Frank Plumpton Ramsey não é um nome comum de se ouvir nos departamentos de economia pelo mundo. Todavia, ele deveria ser extremamente falado e comentado pelos economistas contemporâneos. A razão? Toda a economia moderna está baseada em um desenvolvimento teórico pioneiro feito por Ramsey.

Esse jovem filósofo inglês, que morreu precocemente aos 26 anos de idade, foi uma das mentes analíticas mais influentes da filosofia contemporânea. Ele estudou em Cambridge ao lado de Wittgenstein e Russell e, mesmo sendo muito mais jovem que seus mestres, foi amplamente reconhecido como a mente matemática mais poderosa de sua geração. Os desenvolvimentos teóricos feitos pelo jovem Ramsey teriam profundos impactos na filosofia analítica, na matemática aplicada, na economia e na física.

Não me julgo capaz de julgar toda a sua obra, por isso irei brevemente comentar sobre o que vejo como sua contribuição mais importante para a economia. Muitos economistas conhecem o nome de Frank Ramsey por causa do Modelo de Ramsey. Essa história ilustra bem o poder da mente dele.

Em um artigo de 1928 intitulado “A Mathematical Theory of Savings”, Ramsey formulou um modelo de poupança que levava em consideração variações marginais e respostas dos agentes em um horizonte intergeracional. Ou seja, um modelo matemático que consegue analisar escolhas de utilidade dos agentes econômicos ao longo do tempo.

Esse desenvolvimento teórico pode parecer bobo para muitos economistas hoje, mas ele foi revolucionário. Primeiramente, foi uma das (senão a primeira) aplicação de cálculo variacional a problemas econômicos. O aluno leigo pode estar se perguntando: “mas qual o uso de cálculo variacional em economia?”. Bem, caro aluno, ele está envolvido justamente na questão de determinação de máximos em sistemas de funções. Ou seja, ele está na base das questões de otimização (maximização de utilidade) sob restrições que os economistas utilizam em todo lugar.

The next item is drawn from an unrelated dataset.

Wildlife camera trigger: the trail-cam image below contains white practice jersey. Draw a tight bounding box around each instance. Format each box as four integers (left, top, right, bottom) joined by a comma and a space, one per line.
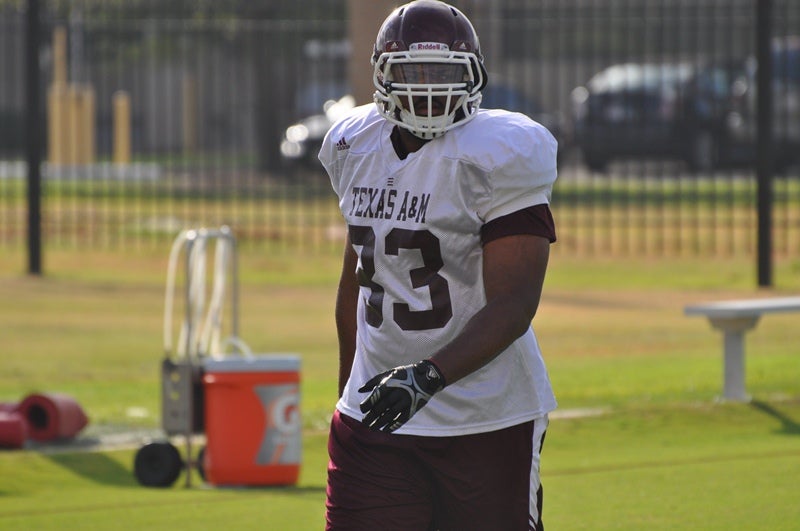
319, 103, 558, 436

Segundo, esse artigo estabeleceu as bases pioneiras dos modelos de crescimento intergeracional. Esse aspecto da contribuição de Ramsey seria extremamente revolucionário, pois tais modelos só seriam desenvolvidos plenamente pelos macroeconomistas cerca de 37 anos após o artigo de Ramsey1, é que os economistas avançariam no projeto iniciado por Ramsey em 1928! Esse tipo de modelo, que leva em conta escolhas intergeracionais e microfundamentos na análise do crescimento, são a base da macroeconomia contemporânea e das pesquisas sobre ciclos econômicos. Na nota obituária, publicada no Economic Journal, o próprio John M. Keynes chegou a dizer que essa contribuição foi de longe a mais importante já feita até então no campo da economia matemática.

Contudo, não é sobre isso que eu desejo falar, pois eu vejo que Ramsey tem uma contribuição ainda mais importante para a economia. Essa contribuição nasceu em direta consequência do ambiente acadêmico no qual ele estava inserido. O jovem Frank vivia em Cambridge e chegou a frequentar o círculo de amigos pessoais de Keynes. Ele nutria uma profunda admiração pelo radicalismo de Keynes e de seus alunos, especialmente Pierro Sraffa. Ramsey era um socialista convicto e partilhava da visão crítica dos economistas de Cambridge contra o sistema capitalista. Todavia, foi convivendo com Keynes que Ramsey começou a questionar uma das contribuições do grande economista inglês: sua teoria da probabilidade e utilidade. O tratado de Keynes, “A Treatise on Probability”, era uma obra bastante influente nos círculos de economia e matemática em Cambridge na década de 1920, porém Ramsey achava que a obra possuía sérias falhas.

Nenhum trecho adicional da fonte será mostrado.